Build the AW database

The runAW graphical interface builds the AW database using no external programs. The required input is the genome annotation file, VCF file, genome sequences files, and SNP coverage.bed files. Optional input is the NCBI gene annotation file, a variant effect file, and the eXpress transcript count files. The user defines the library conditions and abbreviations, which are used to map the SNP coverage and transcript read count files to their respective libraries. The runAW program is first run to build the database and provide the computations discussed below, but can then be run again to add or update any of the optional files. The initial build populates the libraries, gene, transcripts, exons and variant tables, and provides the relations between these entities as shown in Fig. 1. An overview summary is computed, where many of the results in the summary are presented in the Results Section.

Figure 1. viewAW tables.

The blue circles represent tables that can be queried in viewAW. From each table, one or more rows may be selected to view the associated table of data, which is indicated by the pointed-to circles. The “LibList” is the library counts for a selected set of genes, transcripts or SNPs, which link to the associated replicate counts.

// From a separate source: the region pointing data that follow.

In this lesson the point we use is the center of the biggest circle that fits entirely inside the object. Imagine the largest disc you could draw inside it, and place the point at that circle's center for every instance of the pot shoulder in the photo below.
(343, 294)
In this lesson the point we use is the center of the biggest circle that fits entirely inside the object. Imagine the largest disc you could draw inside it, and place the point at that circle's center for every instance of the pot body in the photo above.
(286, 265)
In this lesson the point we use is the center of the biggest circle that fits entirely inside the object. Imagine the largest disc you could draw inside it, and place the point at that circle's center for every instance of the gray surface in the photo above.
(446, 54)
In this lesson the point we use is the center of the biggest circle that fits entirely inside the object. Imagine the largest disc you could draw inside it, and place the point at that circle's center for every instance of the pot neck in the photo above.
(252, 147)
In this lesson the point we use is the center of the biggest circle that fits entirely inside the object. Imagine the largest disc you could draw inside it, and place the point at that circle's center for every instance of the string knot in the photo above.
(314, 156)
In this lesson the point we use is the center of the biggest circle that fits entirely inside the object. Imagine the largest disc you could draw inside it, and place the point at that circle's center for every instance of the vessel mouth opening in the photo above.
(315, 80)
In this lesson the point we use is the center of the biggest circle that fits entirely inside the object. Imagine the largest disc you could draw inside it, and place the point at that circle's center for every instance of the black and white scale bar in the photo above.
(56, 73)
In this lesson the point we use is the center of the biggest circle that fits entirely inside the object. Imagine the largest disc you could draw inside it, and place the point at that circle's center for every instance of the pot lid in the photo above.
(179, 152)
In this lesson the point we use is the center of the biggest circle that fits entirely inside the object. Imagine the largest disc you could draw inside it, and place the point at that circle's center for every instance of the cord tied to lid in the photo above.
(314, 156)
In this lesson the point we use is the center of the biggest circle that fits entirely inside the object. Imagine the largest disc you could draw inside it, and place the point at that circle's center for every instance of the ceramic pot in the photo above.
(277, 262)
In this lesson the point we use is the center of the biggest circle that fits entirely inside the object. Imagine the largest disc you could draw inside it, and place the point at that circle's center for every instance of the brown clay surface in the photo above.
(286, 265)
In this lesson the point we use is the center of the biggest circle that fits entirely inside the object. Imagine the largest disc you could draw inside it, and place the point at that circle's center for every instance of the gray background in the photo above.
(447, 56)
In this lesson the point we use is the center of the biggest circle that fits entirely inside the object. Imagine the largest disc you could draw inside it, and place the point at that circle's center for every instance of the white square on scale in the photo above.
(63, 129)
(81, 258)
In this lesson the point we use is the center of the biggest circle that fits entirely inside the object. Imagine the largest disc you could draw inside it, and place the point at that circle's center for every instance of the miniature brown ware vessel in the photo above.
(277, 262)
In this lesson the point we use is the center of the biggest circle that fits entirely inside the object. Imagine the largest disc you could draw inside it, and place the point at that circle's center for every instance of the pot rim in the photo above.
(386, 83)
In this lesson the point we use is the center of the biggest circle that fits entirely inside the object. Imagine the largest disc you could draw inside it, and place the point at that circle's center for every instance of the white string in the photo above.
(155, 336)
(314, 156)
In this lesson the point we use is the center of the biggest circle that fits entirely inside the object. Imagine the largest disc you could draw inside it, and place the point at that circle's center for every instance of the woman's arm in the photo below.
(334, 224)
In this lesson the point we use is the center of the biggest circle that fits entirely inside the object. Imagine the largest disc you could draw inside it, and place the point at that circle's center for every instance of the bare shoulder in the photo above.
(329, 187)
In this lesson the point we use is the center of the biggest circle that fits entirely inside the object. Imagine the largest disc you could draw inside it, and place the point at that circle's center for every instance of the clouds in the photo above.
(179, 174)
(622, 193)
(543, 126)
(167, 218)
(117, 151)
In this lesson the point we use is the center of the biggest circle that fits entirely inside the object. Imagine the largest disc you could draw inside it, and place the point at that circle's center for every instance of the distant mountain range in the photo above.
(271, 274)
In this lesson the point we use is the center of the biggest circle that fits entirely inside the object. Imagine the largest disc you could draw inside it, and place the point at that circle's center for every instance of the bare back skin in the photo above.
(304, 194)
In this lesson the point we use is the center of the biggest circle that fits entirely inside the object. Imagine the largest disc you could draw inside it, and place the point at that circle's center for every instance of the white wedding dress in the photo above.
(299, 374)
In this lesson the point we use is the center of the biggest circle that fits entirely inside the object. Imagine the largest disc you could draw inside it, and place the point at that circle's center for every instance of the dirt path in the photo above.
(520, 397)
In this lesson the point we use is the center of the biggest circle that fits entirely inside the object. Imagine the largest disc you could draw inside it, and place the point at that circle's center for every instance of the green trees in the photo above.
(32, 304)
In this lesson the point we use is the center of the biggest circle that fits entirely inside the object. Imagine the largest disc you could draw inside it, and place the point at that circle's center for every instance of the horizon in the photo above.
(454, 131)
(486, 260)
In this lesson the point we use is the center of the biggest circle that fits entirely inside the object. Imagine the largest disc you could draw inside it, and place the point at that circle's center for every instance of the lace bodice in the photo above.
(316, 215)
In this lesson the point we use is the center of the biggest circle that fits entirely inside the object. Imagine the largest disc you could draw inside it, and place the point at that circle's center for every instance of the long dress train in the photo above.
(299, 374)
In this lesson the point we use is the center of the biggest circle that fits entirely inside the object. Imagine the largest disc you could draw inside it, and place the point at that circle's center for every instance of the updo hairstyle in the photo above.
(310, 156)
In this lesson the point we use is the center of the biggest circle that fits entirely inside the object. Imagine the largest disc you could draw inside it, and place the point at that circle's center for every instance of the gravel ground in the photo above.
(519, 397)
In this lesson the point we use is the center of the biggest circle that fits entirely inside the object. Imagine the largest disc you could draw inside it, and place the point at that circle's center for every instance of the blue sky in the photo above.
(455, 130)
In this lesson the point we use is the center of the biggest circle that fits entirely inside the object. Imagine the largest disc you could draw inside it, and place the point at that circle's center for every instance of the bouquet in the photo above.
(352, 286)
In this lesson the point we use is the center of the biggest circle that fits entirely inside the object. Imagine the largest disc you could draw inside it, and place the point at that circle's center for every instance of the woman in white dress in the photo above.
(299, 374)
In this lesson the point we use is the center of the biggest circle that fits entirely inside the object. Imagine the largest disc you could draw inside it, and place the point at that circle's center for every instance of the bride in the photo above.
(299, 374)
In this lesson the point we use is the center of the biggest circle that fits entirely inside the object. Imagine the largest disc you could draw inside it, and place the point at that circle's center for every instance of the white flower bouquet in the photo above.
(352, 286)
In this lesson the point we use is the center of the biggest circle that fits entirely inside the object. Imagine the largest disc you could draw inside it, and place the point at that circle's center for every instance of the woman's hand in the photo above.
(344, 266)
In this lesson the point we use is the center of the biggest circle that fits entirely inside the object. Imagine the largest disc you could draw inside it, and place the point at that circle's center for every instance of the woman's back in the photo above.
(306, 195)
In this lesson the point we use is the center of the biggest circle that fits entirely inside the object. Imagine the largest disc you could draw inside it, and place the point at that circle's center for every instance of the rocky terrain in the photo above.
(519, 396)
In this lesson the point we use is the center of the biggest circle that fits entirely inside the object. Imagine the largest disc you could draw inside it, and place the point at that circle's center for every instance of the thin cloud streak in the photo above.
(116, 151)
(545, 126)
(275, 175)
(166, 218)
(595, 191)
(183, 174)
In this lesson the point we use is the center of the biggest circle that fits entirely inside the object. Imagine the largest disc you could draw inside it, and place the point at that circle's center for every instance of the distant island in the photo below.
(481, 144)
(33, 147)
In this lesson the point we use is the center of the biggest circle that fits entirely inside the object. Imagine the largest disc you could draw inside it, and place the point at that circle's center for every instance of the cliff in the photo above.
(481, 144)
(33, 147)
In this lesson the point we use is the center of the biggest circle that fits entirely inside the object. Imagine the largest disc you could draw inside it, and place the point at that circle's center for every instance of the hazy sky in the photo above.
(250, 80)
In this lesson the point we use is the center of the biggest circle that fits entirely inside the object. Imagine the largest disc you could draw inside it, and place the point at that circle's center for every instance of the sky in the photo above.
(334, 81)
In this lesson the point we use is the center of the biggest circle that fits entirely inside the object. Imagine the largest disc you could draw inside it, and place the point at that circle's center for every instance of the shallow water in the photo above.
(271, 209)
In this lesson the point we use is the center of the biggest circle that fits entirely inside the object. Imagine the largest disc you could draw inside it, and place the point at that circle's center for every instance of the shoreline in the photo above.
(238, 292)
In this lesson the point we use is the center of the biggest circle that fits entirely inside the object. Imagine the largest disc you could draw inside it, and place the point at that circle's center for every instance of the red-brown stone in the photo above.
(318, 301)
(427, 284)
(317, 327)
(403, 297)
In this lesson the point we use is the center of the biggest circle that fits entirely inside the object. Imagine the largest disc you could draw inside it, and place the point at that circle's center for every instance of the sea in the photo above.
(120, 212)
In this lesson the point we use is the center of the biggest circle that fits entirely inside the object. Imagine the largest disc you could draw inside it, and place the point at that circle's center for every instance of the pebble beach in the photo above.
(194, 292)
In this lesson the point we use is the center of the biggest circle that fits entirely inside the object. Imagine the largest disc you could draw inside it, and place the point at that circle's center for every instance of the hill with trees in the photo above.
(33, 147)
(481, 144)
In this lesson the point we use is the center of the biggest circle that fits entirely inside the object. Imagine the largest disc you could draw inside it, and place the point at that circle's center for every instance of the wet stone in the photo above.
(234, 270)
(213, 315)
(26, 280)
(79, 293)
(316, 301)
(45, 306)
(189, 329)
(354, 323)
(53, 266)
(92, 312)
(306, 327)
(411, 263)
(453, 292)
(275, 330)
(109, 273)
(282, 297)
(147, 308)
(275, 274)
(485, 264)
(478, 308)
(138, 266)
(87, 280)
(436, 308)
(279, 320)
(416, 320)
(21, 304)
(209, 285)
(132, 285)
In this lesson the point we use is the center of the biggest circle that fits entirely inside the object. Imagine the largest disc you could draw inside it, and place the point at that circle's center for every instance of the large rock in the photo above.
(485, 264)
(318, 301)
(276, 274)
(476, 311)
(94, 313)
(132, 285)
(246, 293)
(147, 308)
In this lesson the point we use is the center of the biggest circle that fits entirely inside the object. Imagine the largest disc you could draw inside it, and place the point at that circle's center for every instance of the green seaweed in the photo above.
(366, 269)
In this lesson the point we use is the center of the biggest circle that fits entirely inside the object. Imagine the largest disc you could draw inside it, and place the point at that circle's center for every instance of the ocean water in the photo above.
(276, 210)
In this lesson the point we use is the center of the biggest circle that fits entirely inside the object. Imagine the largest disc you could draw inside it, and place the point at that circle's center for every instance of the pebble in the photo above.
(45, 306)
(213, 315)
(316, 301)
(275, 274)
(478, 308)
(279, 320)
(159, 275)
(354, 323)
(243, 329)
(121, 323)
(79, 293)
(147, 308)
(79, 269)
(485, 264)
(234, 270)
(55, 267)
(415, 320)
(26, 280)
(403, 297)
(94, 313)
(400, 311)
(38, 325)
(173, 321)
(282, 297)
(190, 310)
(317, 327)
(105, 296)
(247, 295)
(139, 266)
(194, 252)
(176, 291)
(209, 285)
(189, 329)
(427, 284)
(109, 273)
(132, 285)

The AW represents read coverage per SNP, summed SNP coverage per transcript and gene, read counts per transcript, and summed transcript read counts per gene. SNP coverage counts are summed to approximate transcript and gene allele-specific expression. The corresponding p-value has the caveat that counts for nearby SNPs are not fully independent; AW mitigates this problem by only counting one representative SNP from each cluster of closely spaced SNPs. For the summed SNP coverage, all transcripts that contain a SNP include its count. In contrast, the read count computation only assigns any given read to one transcript taking into account variants and alternative isoforms. The transcript with the highest read count represents the most likely expressed transcript.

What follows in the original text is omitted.